Jon Spencer Blues Explosion - MEAT AND BONE - la recensione

Recensione del 18 set 2012 a cura di Gianni Sibilla

La recensione

“Prima dei White Stripes, prima dei Black Keys, c’era la Blues Explosion”. Basterebbe questa frase, con cui il Guardian ha aperto la sua recensione di “Meat+Bone”, il primo album della Jon Spencer Blues Explision in otto anni.
Basterebbe per spiegare perché questo disco va ascoltato, nonostante la lunga assenza - in cui Spencer si è dato soprattutto al r’n’r con gli Heavy Trash - abbia fatto perdere un po' dell'allure del gruppo.
La Blues Explosion (così, semplicemente, si faceva chiamare nel 2004 quando uscì “Damages”) ha inventato già negli anni ’90 una missione che Jack White e i Black Keys hanno reso immensamente popolare: rivilitalizzare, rimodernare il blues e il rock ‘n’ roll più grezzo.
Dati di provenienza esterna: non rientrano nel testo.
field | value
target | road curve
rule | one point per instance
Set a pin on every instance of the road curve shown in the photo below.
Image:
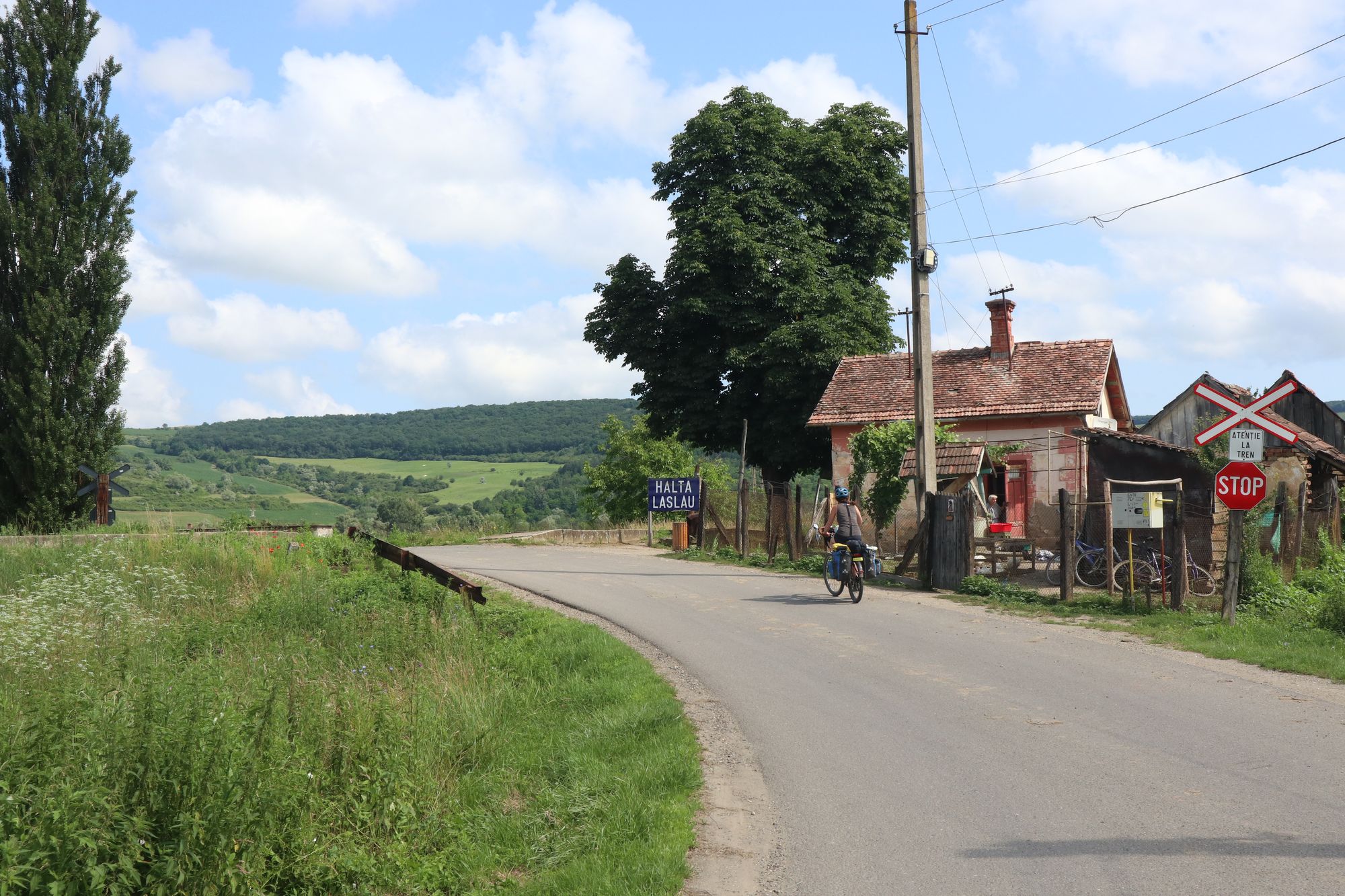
(917, 745)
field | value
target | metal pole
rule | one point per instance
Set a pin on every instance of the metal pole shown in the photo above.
(743, 471)
(1182, 581)
(1234, 564)
(1109, 541)
(925, 409)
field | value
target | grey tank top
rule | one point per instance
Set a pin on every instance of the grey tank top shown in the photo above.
(848, 522)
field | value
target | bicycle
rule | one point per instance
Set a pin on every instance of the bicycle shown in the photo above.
(1090, 565)
(1199, 580)
(845, 571)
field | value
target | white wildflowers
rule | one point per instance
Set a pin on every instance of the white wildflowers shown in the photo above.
(102, 595)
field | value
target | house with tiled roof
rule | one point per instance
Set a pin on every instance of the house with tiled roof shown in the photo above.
(1034, 395)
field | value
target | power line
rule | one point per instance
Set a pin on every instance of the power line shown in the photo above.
(1109, 217)
(962, 14)
(939, 155)
(938, 6)
(1145, 149)
(968, 154)
(1206, 96)
(974, 331)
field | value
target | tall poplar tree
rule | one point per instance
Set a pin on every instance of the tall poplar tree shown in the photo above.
(65, 222)
(783, 233)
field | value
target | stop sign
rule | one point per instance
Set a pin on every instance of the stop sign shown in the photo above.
(1241, 485)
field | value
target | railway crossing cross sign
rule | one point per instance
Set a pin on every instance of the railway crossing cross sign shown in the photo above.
(1246, 413)
(103, 512)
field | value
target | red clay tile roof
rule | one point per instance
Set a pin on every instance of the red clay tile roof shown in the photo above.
(1309, 443)
(1047, 377)
(953, 459)
(1089, 432)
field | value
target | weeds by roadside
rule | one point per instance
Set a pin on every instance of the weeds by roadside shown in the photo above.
(233, 715)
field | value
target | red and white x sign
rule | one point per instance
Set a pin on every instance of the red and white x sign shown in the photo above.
(1246, 413)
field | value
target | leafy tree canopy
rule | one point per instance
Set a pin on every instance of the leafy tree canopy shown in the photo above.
(880, 450)
(782, 235)
(65, 222)
(619, 486)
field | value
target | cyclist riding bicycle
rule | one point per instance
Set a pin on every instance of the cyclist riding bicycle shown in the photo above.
(844, 521)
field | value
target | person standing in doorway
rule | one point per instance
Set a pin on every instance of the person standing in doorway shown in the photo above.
(995, 512)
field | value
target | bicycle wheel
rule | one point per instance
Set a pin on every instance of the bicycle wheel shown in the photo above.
(856, 585)
(835, 584)
(1091, 569)
(1145, 575)
(1202, 583)
(1054, 569)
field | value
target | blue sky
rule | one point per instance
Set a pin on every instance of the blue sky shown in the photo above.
(377, 205)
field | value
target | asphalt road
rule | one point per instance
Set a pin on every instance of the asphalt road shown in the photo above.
(915, 745)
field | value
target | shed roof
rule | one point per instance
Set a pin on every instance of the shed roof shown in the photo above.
(1044, 377)
(952, 459)
(1090, 432)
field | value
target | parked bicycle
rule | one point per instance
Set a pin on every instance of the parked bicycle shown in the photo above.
(1159, 572)
(1090, 565)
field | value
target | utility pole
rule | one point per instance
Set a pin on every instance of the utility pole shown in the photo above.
(923, 261)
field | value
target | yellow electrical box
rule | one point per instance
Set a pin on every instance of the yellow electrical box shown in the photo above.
(1137, 510)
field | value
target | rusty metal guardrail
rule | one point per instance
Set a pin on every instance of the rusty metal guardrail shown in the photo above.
(407, 560)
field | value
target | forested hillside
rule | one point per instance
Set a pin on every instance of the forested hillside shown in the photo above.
(524, 431)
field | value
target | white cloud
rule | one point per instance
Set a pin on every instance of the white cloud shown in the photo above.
(299, 395)
(1055, 300)
(244, 409)
(190, 69)
(342, 11)
(532, 354)
(1191, 42)
(1241, 270)
(157, 287)
(150, 396)
(987, 48)
(244, 327)
(334, 184)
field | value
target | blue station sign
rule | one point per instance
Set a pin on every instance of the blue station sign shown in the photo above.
(669, 495)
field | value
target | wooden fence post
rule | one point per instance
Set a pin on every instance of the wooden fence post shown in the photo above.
(797, 530)
(1334, 507)
(1109, 545)
(1067, 546)
(1182, 581)
(1300, 526)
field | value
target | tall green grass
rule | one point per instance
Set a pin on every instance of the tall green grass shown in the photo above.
(228, 715)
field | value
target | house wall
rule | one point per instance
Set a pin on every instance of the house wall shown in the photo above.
(1315, 416)
(1048, 460)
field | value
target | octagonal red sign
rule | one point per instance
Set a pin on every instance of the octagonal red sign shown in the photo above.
(1241, 485)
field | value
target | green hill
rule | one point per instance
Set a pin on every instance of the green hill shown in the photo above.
(523, 431)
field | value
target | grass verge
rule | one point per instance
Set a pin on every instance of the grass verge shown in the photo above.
(227, 715)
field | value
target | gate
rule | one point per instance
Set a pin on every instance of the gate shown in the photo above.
(952, 532)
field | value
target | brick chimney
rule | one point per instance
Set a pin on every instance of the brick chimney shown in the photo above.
(1001, 327)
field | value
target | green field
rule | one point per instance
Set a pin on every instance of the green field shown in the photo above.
(232, 715)
(150, 502)
(467, 473)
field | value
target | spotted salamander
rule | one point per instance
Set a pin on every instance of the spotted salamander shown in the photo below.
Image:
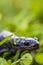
(17, 43)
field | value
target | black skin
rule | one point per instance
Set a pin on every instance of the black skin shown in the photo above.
(10, 47)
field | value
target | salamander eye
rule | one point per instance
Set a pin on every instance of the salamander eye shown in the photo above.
(26, 43)
(15, 43)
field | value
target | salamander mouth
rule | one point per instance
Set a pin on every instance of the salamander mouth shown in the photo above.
(34, 47)
(31, 48)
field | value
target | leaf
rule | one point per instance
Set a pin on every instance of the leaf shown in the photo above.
(6, 39)
(3, 61)
(39, 58)
(26, 59)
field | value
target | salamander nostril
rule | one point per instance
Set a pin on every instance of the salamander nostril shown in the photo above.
(26, 43)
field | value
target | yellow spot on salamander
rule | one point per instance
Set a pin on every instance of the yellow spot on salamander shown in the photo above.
(15, 43)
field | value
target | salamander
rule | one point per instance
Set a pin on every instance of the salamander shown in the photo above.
(17, 43)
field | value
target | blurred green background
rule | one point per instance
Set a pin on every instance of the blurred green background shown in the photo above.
(22, 17)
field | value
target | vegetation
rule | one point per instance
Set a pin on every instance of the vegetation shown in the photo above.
(23, 18)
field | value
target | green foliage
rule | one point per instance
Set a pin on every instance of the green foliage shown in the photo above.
(23, 18)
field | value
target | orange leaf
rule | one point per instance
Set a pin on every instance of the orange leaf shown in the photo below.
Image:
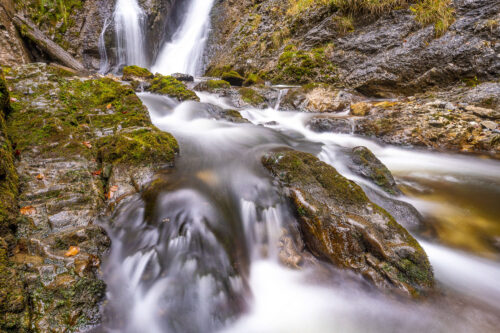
(28, 210)
(72, 251)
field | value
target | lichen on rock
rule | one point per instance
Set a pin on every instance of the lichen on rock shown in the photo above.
(339, 224)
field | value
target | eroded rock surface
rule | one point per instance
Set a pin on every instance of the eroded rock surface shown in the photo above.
(81, 146)
(339, 224)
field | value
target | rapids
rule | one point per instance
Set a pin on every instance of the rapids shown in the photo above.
(199, 250)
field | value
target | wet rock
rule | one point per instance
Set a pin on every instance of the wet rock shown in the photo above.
(360, 109)
(183, 77)
(339, 224)
(491, 125)
(233, 77)
(366, 164)
(317, 98)
(90, 145)
(334, 125)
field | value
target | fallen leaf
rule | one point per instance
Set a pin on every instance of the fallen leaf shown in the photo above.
(72, 251)
(28, 210)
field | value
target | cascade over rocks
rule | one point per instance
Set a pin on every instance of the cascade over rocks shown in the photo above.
(339, 224)
(82, 145)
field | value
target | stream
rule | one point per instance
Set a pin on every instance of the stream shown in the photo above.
(199, 250)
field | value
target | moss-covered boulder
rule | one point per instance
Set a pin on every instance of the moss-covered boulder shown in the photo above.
(131, 73)
(233, 77)
(250, 96)
(213, 86)
(81, 146)
(167, 85)
(144, 145)
(367, 165)
(340, 225)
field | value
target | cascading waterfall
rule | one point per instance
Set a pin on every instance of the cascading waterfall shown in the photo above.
(202, 253)
(129, 23)
(183, 54)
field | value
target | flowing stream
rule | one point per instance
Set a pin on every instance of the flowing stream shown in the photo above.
(199, 250)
Ma anche nei momenti migliori - su tutti quel capolavoro di “Acme” - la JSBE non ha mai raggiunto il livello di popolarità dei suoi allievi: erano troppo avanti per i loro tempi. Oggi invece sono rimasti un po’ indietro - o quanto meno non sono più avanti come una volta, sorpassati a destra da chi ci ha messo un’immagine un po’ più cool, da chi ha spinto un po’ di più sulla melodia, da chi...
Beninteso, “Meat+bone” è uno splendido disco. C’è tutto quello che ci deve essere: r’n’r selvaggio, la voce di Spencer che sembra provenire dall’oltretomba (tutt’altro che uno zombie, sembra un bluesman risorto e molto, molto incazzato), la sezione ritmica altrettanto selvaggia di Judah Bauer (chitarra) e Russell Simins (batteria). E ci sono le canzoni, che vanno dagli Stones (“Bag of bones” e il riff iniziale di “Bottle baby”), al blues classico (“Unclear”), alla contaminazione contemporanea (la sezione ritmica dello strumentale finale “Zimgar”).
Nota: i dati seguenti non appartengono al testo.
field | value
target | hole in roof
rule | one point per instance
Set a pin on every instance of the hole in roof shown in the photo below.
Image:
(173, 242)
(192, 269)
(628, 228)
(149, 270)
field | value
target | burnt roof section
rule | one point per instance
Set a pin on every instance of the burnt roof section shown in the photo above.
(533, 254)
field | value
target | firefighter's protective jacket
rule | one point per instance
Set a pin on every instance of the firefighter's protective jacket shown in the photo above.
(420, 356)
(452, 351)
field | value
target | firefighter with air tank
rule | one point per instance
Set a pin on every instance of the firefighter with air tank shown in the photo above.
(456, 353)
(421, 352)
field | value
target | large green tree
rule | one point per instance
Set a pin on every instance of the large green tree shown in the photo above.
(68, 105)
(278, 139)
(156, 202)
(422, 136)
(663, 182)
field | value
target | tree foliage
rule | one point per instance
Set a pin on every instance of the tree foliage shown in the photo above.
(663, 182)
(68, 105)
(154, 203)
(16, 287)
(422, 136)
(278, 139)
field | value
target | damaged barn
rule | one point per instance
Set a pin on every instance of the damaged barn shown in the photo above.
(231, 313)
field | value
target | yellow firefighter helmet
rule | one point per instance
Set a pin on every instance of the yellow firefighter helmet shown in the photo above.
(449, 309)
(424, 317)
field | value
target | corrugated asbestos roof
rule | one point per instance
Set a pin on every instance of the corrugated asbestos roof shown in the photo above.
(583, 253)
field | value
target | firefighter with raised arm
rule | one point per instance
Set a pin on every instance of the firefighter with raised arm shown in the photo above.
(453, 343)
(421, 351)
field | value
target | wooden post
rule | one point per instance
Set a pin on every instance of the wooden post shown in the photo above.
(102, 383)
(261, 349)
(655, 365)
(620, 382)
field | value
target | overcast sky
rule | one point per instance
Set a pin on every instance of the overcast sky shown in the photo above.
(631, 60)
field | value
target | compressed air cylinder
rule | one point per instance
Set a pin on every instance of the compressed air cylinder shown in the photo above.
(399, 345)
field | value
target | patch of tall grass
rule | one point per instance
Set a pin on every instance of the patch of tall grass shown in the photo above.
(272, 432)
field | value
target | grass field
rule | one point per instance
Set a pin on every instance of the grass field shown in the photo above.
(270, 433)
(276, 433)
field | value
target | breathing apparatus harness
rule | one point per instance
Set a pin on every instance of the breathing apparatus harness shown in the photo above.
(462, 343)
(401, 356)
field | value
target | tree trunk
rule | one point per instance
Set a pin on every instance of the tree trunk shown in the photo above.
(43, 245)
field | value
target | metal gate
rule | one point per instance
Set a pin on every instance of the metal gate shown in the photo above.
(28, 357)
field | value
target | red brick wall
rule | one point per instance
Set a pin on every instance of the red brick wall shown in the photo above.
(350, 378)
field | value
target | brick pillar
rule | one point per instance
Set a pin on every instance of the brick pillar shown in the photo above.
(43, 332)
C’è tutto quello che ci deve essere e che si aspetta chi la Blues Explosion l'ha aspettata per tutto questo tempo. Per gli altri, perl non è più sorprendente come una volta. Rimane sempre devastante come impatto - anche oggi si porta con sé il suo miglior pregio e il suo peggior difetto: il suo meglio lo dà sempre dal vivo, non su disco.
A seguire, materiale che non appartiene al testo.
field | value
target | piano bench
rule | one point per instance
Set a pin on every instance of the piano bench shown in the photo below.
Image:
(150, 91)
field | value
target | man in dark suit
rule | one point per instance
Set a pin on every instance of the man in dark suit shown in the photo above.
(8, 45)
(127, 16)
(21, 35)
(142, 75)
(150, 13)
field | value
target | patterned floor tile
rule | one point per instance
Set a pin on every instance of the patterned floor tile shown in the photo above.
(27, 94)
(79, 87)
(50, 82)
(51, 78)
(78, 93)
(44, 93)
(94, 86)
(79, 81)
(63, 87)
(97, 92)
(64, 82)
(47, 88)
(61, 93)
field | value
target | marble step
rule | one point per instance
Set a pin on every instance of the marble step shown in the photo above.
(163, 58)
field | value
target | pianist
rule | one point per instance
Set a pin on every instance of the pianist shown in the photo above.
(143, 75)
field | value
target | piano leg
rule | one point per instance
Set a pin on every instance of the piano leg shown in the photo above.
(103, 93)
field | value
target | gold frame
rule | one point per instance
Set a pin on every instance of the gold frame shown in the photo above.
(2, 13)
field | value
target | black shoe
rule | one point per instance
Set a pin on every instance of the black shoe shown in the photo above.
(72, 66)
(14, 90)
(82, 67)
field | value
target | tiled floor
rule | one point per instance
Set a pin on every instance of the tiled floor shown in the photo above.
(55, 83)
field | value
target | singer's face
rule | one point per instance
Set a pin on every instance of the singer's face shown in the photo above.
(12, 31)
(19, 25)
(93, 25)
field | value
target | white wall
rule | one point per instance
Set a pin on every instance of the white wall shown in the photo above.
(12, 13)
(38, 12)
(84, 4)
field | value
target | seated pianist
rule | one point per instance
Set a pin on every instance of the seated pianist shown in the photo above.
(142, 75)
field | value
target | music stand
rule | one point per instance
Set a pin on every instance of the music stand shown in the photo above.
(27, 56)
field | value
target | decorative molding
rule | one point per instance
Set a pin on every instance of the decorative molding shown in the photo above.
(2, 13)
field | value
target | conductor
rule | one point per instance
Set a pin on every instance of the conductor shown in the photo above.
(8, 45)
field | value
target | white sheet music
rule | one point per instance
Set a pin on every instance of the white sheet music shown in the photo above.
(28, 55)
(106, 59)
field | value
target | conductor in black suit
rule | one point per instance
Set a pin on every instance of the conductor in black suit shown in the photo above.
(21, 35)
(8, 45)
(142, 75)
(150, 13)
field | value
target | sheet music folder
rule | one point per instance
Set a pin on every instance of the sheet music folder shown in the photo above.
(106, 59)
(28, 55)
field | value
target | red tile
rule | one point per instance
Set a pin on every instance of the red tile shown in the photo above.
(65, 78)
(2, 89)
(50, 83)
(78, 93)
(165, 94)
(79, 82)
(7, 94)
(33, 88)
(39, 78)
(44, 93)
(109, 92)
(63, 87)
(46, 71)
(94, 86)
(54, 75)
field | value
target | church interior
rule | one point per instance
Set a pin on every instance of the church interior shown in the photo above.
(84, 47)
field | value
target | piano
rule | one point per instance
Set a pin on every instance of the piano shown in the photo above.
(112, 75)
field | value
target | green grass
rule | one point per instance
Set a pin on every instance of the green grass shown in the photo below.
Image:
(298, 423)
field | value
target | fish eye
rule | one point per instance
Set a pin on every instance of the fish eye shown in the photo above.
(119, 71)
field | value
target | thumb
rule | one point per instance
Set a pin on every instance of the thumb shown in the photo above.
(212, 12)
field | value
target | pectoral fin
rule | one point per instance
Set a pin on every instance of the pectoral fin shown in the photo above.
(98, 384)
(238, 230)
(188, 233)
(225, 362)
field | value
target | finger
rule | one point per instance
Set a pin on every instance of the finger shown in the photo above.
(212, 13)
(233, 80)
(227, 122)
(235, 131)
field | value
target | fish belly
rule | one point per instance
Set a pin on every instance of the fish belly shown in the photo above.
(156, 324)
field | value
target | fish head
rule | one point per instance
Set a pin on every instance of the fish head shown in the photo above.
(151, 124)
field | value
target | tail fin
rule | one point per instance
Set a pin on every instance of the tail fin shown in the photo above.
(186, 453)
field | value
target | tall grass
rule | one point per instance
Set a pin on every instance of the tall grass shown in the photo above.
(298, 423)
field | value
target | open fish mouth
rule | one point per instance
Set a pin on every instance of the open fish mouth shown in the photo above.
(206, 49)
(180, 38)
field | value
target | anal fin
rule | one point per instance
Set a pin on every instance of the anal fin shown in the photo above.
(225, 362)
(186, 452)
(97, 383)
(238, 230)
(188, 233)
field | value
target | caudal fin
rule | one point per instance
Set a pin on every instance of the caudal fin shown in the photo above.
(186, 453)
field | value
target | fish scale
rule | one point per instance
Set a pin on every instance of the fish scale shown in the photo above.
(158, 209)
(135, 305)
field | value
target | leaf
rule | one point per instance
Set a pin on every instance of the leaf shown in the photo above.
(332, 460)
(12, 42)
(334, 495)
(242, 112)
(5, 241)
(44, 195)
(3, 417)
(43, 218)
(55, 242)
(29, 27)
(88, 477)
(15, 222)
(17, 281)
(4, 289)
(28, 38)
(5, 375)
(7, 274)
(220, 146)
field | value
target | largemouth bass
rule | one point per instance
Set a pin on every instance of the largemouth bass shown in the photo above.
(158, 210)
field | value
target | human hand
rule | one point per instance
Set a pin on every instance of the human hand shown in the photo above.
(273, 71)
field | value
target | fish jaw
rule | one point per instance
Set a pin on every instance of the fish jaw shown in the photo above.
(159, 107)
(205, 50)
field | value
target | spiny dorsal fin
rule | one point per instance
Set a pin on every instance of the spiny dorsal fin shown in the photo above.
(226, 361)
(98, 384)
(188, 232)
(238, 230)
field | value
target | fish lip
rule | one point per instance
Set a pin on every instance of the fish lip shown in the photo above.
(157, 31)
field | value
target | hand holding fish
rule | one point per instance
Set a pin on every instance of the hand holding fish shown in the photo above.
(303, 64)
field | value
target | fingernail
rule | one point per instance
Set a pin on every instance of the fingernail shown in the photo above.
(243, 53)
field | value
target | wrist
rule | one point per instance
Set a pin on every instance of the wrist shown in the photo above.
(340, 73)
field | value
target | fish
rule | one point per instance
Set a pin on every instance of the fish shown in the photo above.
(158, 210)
Il rischio, insomma, è che la JSBE rimanga rilevante soprattutto per chi la conosceva già, ma non per gli altri, quelli che affollano i concerti dei Black Keys. Probabilmente va bene così, almeno per ora. Ma il consiglio è, a loro, di darsi da fare per recuperare il terreno perso. A noi ascoltatori di riscoprirli: “Meat+Bone” è un buon inizio per un ritorno che ha bisogno di qualche passo avanti ulteriore e di continuità.